After finishing six-months of chemotherapy, Radana was weak, but a stronger person.

“I discovered real values. I realised how precious my life is and I am so grateful for every single day. 

A month after finishing chemo I had a surgery and got all clear - cancer wasn't anywhere else in my body.” Yoga helps her deal with any reduced movement issues in her arm and hands, which developed after having lymph nodes removed.

In September of last year Radana started daily radiotherapy treatment for five -and-a-half weeks, to reduce the cancer’s chance of returning.

She also started a full time, year-long business studies course in her local community college.

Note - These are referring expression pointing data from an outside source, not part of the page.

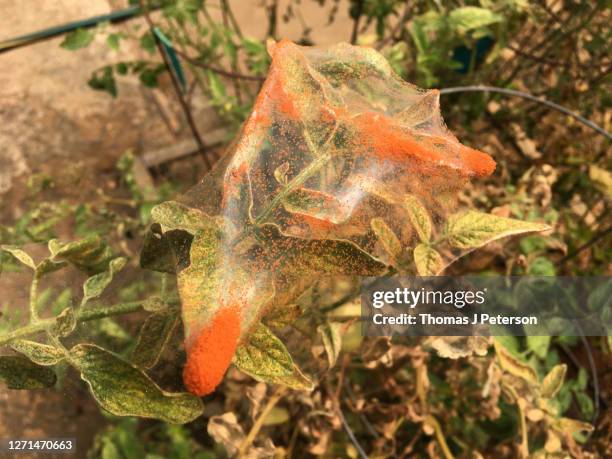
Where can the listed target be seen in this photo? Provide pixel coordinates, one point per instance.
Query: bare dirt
(51, 122)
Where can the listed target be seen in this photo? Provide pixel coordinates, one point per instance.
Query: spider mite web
(335, 139)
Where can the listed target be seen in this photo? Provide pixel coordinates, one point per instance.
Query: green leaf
(95, 285)
(572, 426)
(316, 204)
(217, 88)
(538, 345)
(332, 341)
(514, 366)
(77, 39)
(113, 40)
(165, 252)
(172, 215)
(48, 266)
(103, 79)
(602, 179)
(264, 357)
(18, 372)
(419, 217)
(387, 238)
(153, 337)
(541, 266)
(147, 42)
(65, 322)
(553, 381)
(91, 255)
(469, 18)
(124, 390)
(41, 354)
(154, 304)
(427, 260)
(316, 256)
(473, 229)
(19, 254)
(198, 283)
(282, 316)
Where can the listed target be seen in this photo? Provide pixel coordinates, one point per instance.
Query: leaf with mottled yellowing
(473, 229)
(41, 354)
(514, 366)
(198, 283)
(419, 217)
(19, 254)
(96, 284)
(172, 215)
(602, 179)
(124, 390)
(455, 347)
(427, 260)
(153, 337)
(332, 340)
(283, 315)
(264, 357)
(316, 256)
(553, 381)
(65, 322)
(18, 372)
(91, 255)
(572, 426)
(387, 238)
(316, 204)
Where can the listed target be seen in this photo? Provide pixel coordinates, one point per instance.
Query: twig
(433, 422)
(219, 71)
(351, 434)
(358, 11)
(248, 441)
(525, 95)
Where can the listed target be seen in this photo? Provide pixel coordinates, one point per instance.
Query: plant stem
(440, 437)
(33, 297)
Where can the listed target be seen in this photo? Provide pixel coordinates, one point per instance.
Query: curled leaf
(41, 354)
(96, 284)
(419, 217)
(473, 229)
(264, 357)
(332, 340)
(153, 337)
(427, 260)
(18, 372)
(553, 381)
(514, 366)
(91, 255)
(20, 255)
(124, 390)
(387, 238)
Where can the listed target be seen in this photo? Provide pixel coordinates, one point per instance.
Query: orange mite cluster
(211, 354)
(379, 135)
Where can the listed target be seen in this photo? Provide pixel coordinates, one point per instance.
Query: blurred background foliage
(550, 168)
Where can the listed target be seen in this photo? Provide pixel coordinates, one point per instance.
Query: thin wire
(525, 95)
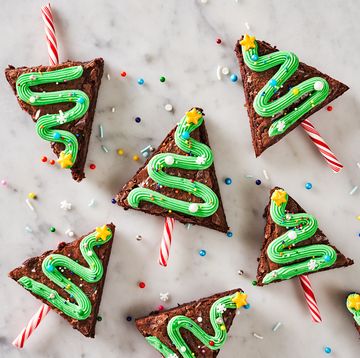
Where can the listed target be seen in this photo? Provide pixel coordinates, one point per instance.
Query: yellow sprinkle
(32, 195)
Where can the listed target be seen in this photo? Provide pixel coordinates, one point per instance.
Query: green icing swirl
(200, 158)
(178, 323)
(45, 124)
(80, 310)
(263, 104)
(356, 313)
(281, 250)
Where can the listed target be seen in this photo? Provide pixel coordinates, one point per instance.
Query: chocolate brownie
(155, 324)
(32, 268)
(217, 221)
(253, 82)
(273, 231)
(89, 83)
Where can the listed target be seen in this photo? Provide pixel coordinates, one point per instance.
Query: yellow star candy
(248, 42)
(279, 197)
(239, 299)
(193, 116)
(65, 160)
(102, 232)
(354, 302)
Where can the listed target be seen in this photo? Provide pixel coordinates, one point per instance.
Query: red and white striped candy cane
(310, 298)
(323, 148)
(166, 241)
(50, 34)
(31, 326)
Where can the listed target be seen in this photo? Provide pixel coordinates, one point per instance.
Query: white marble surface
(177, 39)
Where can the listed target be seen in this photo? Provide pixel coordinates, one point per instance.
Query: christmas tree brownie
(280, 91)
(353, 305)
(195, 329)
(293, 245)
(61, 100)
(179, 179)
(70, 279)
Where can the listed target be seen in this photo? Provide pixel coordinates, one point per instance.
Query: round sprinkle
(32, 195)
(202, 253)
(233, 78)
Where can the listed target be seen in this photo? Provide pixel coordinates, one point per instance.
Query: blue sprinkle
(57, 135)
(233, 78)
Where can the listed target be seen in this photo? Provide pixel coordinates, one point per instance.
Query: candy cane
(310, 298)
(323, 148)
(166, 241)
(49, 27)
(31, 326)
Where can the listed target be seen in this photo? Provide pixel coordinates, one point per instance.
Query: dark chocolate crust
(155, 324)
(32, 268)
(217, 221)
(89, 82)
(273, 231)
(253, 82)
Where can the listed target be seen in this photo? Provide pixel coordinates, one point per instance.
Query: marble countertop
(177, 39)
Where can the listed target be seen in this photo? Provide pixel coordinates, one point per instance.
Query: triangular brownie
(63, 121)
(76, 297)
(293, 253)
(195, 182)
(170, 331)
(263, 82)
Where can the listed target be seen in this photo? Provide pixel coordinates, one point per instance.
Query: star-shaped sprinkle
(65, 205)
(65, 160)
(354, 302)
(102, 232)
(239, 299)
(248, 42)
(279, 197)
(193, 116)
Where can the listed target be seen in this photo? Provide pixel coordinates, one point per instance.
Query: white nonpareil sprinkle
(276, 327)
(353, 190)
(257, 336)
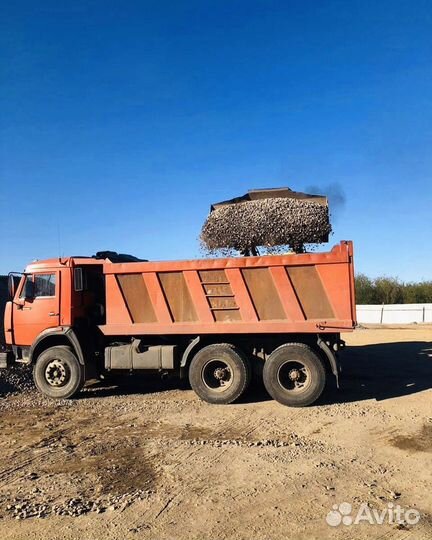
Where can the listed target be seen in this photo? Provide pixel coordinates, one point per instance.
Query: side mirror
(11, 286)
(14, 279)
(78, 279)
(28, 288)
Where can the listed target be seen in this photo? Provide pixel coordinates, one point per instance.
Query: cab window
(44, 285)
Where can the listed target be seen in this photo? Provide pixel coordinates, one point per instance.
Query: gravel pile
(24, 508)
(16, 379)
(266, 222)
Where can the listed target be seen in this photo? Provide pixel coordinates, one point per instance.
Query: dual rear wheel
(294, 374)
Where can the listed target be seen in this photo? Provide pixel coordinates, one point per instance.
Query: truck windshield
(39, 285)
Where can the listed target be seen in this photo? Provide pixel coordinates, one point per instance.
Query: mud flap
(331, 358)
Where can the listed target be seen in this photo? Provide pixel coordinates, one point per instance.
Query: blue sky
(121, 122)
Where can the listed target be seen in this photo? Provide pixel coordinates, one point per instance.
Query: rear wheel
(219, 373)
(58, 373)
(294, 375)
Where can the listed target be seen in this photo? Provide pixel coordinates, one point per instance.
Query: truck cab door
(36, 306)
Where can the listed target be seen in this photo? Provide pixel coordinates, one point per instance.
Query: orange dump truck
(215, 321)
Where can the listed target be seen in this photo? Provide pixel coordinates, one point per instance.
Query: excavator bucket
(268, 218)
(273, 193)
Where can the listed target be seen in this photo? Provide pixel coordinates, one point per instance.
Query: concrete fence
(394, 313)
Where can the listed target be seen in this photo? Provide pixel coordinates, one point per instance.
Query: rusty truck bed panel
(273, 294)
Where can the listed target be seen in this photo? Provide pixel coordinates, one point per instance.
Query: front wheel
(294, 375)
(58, 373)
(219, 373)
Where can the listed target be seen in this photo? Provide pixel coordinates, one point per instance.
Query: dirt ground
(152, 461)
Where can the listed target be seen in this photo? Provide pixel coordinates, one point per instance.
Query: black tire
(294, 375)
(58, 373)
(219, 373)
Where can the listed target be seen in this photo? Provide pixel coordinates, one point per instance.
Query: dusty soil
(152, 461)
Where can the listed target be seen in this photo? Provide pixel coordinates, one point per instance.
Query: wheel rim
(217, 375)
(294, 376)
(57, 373)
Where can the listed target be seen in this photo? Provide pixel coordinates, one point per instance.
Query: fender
(331, 358)
(65, 331)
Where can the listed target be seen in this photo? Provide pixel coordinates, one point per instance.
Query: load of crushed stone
(16, 379)
(266, 222)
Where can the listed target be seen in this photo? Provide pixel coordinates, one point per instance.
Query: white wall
(395, 313)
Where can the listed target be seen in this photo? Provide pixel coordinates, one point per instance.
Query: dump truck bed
(293, 293)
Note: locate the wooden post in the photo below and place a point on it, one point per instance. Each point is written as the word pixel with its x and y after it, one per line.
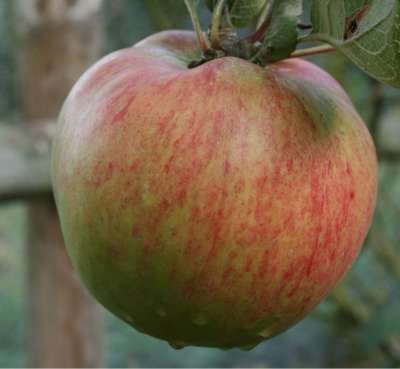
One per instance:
pixel 57 41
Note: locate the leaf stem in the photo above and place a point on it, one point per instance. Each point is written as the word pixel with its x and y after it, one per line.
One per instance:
pixel 265 23
pixel 203 42
pixel 216 24
pixel 313 51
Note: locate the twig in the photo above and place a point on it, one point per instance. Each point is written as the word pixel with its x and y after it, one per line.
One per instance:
pixel 203 43
pixel 313 51
pixel 260 32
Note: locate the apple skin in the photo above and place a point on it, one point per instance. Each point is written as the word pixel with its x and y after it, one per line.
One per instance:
pixel 214 206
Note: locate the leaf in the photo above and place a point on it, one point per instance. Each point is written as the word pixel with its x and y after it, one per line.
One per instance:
pixel 366 31
pixel 242 12
pixel 281 37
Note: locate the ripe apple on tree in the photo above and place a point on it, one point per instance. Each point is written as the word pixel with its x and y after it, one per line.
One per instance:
pixel 207 199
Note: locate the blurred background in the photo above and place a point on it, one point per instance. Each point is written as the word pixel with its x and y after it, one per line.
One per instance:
pixel 46 318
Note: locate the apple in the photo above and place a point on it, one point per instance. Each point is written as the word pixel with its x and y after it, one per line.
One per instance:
pixel 214 206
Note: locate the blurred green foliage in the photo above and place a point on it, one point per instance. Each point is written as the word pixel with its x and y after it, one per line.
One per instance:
pixel 358 325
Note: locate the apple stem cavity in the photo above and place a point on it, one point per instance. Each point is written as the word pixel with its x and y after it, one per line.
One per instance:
pixel 223 40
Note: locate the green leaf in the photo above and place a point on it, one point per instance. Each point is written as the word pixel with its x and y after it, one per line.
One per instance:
pixel 242 12
pixel 281 37
pixel 366 31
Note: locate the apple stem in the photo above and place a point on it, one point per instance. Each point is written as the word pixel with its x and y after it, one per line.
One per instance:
pixel 202 40
pixel 216 25
pixel 313 51
pixel 264 25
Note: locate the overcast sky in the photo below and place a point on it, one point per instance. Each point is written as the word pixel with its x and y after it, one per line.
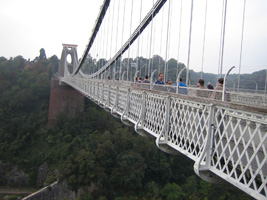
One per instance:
pixel 29 25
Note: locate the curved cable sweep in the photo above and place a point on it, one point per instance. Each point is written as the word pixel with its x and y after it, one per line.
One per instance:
pixel 95 31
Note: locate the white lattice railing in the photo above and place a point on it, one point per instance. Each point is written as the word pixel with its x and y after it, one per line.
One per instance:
pixel 226 141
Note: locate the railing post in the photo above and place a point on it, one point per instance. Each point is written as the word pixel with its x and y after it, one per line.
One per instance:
pixel 203 162
pixel 139 126
pixel 224 83
pixel 178 79
pixel 151 79
pixel 162 138
pixel 115 107
pixel 108 98
pixel 124 117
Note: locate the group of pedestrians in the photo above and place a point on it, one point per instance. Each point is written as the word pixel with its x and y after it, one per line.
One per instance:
pixel 202 91
pixel 182 86
pixel 216 94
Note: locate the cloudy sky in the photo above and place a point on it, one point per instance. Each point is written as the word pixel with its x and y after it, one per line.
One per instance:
pixel 29 25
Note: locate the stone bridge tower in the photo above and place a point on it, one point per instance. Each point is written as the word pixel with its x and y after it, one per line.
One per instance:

“When I started college course in September I had no choice just to walk in with inch-long hair and pretend that everything is completely OK. But, doing this course was one of my best decisions ever. It really helped me to return back to 'normal' life and I made amazing friends there. It was my psychological therapy, really!” Radana’s curls are slowly growing back, she has now has a business degree, is working part-time in an accounting role that she loves.

“I am a fighter and I saw the light at the end of that tunnel. It was a long journey and has affected every single member of my family, but all I can say is that I have lost a lot, but I think I have got (sic) way more.

“It was a lesson about real values; how to be grateful for every single day; how to make the most of beautiful things; how to show emotions to everyone we love; how not to waste time with small talk and how to love your own life.

“I don't need new shoes every month anymore, I don't need to look perfect anymore, I don't need to please everyone just because what people might think!

“I became free, I also became very strong.” Her friends and family were hugely supportive; husband Martin, was her rock.

“I must say I have an amazing husband who was the one helping me to get through this with his incredible support and love. He was the one who made me to keep up, who told me I was beautiful on the days I really needed it.” While on treatment, Radana decided to participate in charity events to support cancer research and treatment once she ‘won this battle’.

“And I won, this time,” she said.

Just recently, she took part in the Cork Colour Dash 5 km.

“I jogged and walked with my close friends Margaret, Melinda and Clare and my husband Martin. Our friend for years, another Martin, ran the full 5 km.

“Even I am still not feeling strong enough to run full 5 km, it was a big thing for me. as I ran ‘my run’ and my friends ran with me, for me.

“We all got very emotional and I promised myself to run the full 5km next year.” Radana raised €140 for the Irish Cancer Society.

“Every little helps and I feel proud of being a bit helpful for someone fighting this scary disease. My kids will have a memory of their mum being a fighter. I fought for my family.”

 Radana is also looking forward to taking part in the Relay for Life Midleton in August.